It was on the side of a bus, it was on the lips of Brexiteer politicians - £ 350m a week would go to the NHS if we voted to leave the European Union.
Except, as soon as we did vote to leave, politicians backtracked and Nigel Farage denied ever making the promise. The Leave campaign quickly erased the promise from its website.
In her Brexit speech last month, Theresa May failed to mention the NHS at all.
In fact, last October May said the NHS will be getting no extra money. This is despite 40 per cent of hospitals issuing an alert within the first week of 2017, and by the second week, 20 hospitals had declared the highest level of alert, which usually means they have no beds free and patients arriving at A&E will need to go to another hospital.

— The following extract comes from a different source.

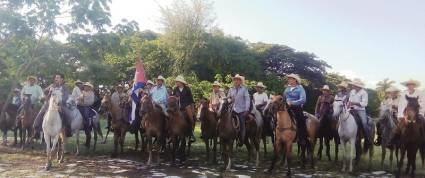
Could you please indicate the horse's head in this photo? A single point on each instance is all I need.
(146, 105)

As many as one in six A&E departments could face closure or downgrading, according to latest analysis.
Dominic Cummings was campaign director for Vote Leave, and he’s just admitted we wouldn’t have voted for Brexit if it weren’t for the promise of NHS funding.
He wrote in an article for the Spectator:
Pundits and MPs kept saying ‘why isn’t Leave arguing about the economy and living standards’. They did not realise that for millions of people, £350m/NHS was about the economy and living standards – that’s why it was so effective. It was clearly the most effective argument not only with the crucial swing fifth but with almost every demographic.
Even with UKIP voters it was level-pegging with immigration.
Would we have won without immigration? No.
Would we have won without £350m/NHS? All our research and the close result strongly suggests No.